The natural logarithm of the corresponding PDF (aka likelihood function) is given by

$-\frac{{\left(x-\mu \right)}^{\text{T}}{\mathbb{S}}^{-1}{ℝ}^{-1}{\mathbb{S}}^{-1}\left(x-\mu \right)}{2}-\frac{1}{2}\ln \det ℝ-\ln \det \mathbb{S}-\frac{n}{2}\ln \left(2\pi \right)$ (19)

where $\mathbb{S}$ is a main-diagonal matrix of the n values of $\sigma$. Note that ${\mathbb{S}}^{-1}\left(x-\mu \right)$, explicitly expanded, yields the following vector $\langle \frac{x_1-{\mu }_1}{{\sigma }_1}\mathrm{,}\frac{x_2-{\mu }_2}{{\sigma }_2}\mathrm{,}\cdots ,\frac{x_n-{\mu }_n}{{\sigma }_n}\rangle$.

To find the corresponding $\mathbb{M}$ matrix, we use the following well-known formulas

$\frac{\text{d}{ℝ}^{-1}}{\text{d}{\rho }_{kl}}\mathrm{<mo>\; =\; </mo>}-{ℝ}^{-1}\frac{\text{d}ℝ}{\text{d}{\rho }_{kl}}{ℝ}^{-1}$ (20)

$\frac{\text{d}\ln \det ℝ}{\text{d}{\rho }_{kl}}=\text{Tr}\left(\frac{\text{d}ℝ}{\text{d}{\rho }_{kl}}{ℝ}^{-1}\right)$ (21)

where Tr indicates taking the matrix’ trace.

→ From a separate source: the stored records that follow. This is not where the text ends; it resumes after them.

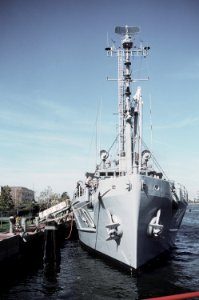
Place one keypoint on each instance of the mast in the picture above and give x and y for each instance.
(130, 109)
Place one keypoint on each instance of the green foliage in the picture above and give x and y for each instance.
(47, 198)
(6, 202)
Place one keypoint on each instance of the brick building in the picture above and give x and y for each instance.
(22, 195)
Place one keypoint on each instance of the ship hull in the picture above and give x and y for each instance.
(129, 219)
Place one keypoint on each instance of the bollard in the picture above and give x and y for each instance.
(23, 223)
(11, 223)
(50, 242)
(37, 221)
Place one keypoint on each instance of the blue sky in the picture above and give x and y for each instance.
(53, 71)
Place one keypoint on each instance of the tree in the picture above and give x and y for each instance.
(6, 202)
(48, 198)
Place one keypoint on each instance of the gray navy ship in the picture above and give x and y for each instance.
(128, 210)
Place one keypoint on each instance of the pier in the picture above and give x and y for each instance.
(44, 232)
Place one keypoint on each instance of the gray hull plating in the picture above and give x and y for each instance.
(120, 219)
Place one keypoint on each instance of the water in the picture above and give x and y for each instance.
(82, 276)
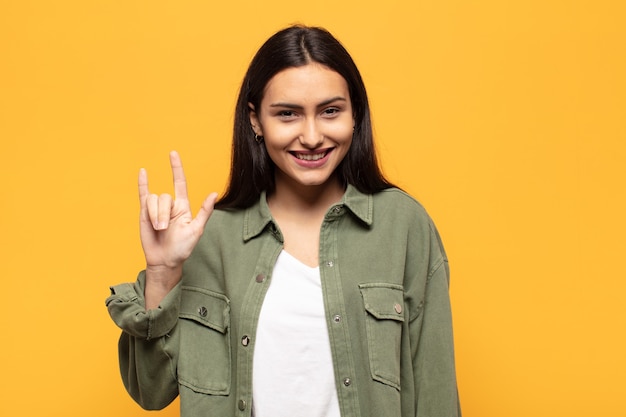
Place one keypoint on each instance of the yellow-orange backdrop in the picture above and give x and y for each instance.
(506, 119)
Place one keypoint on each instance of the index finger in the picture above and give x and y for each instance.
(180, 183)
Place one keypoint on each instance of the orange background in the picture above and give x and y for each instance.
(506, 119)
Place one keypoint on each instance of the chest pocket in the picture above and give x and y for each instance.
(205, 352)
(384, 304)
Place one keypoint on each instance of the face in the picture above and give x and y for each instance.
(306, 119)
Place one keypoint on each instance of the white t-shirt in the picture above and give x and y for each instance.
(293, 371)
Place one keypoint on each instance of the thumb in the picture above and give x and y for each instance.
(205, 211)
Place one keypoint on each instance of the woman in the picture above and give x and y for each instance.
(316, 288)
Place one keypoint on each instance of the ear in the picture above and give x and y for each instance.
(254, 120)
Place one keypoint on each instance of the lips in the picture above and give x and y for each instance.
(310, 155)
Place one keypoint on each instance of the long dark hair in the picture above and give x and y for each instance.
(252, 170)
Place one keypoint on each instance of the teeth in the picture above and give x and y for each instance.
(311, 157)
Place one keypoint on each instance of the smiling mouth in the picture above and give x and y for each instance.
(311, 156)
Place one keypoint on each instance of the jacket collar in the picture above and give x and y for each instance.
(258, 216)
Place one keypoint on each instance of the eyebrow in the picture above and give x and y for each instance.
(298, 107)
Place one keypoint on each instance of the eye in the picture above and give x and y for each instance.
(331, 111)
(286, 114)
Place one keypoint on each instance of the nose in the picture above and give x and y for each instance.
(311, 137)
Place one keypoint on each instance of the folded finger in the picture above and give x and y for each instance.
(164, 211)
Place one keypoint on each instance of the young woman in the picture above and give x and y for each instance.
(315, 288)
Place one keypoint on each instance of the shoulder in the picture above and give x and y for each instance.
(398, 203)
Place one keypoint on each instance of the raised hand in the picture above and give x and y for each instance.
(168, 231)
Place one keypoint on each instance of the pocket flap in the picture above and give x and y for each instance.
(383, 301)
(208, 308)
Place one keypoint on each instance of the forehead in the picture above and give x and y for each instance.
(309, 83)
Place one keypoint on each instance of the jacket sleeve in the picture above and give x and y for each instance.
(148, 344)
(432, 344)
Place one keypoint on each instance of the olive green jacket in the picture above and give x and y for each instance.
(384, 277)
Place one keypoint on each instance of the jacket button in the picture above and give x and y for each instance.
(242, 405)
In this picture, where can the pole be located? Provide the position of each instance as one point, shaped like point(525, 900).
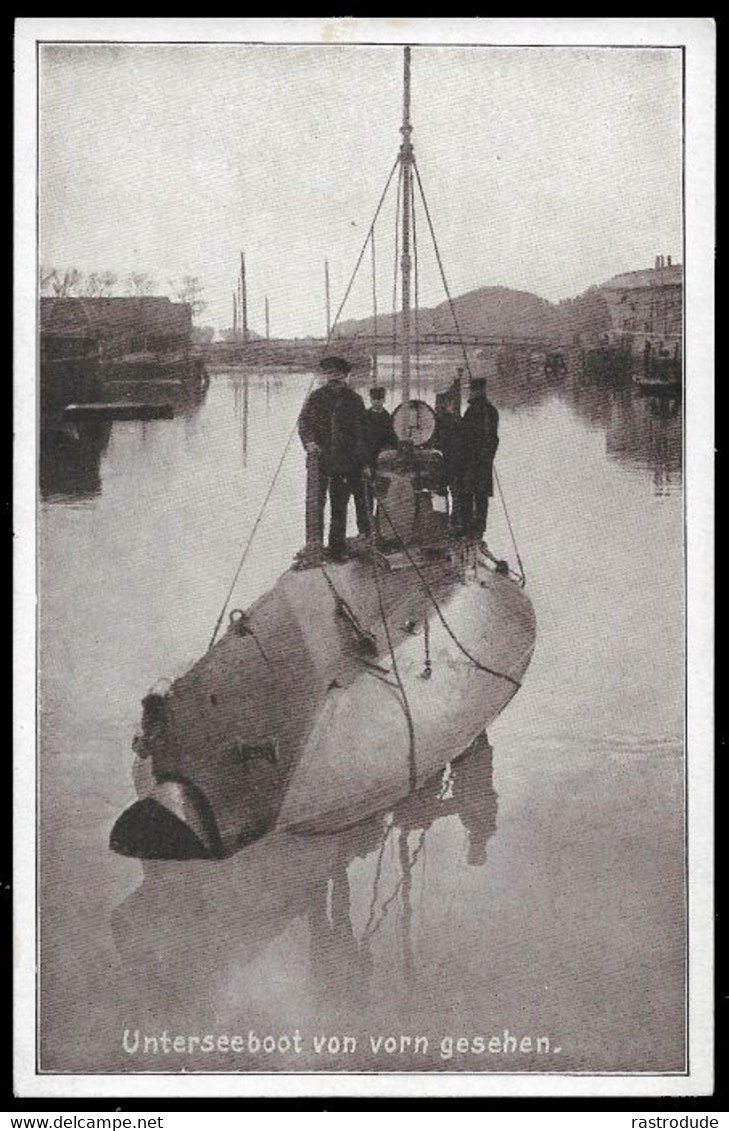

Note that all but two elements of

$\frac{\text{d}ℝ}{\text{d}{\rho }_{kl}}\mathrm{<mo>\; :\; </mo>}={ℍ}^{\left[kl\right]}=v^{\left[k\right]}\circ v^{\left[l\right]}+v^{\left[l\right]}\circ v^{\left[k\right]}$ (22)

are equal to 0 (the remaining two elements are equal to 1), where $v^{\left[k\right]}$ stands for a vector of $n-1$ zeros with only its k^th component equal to 1.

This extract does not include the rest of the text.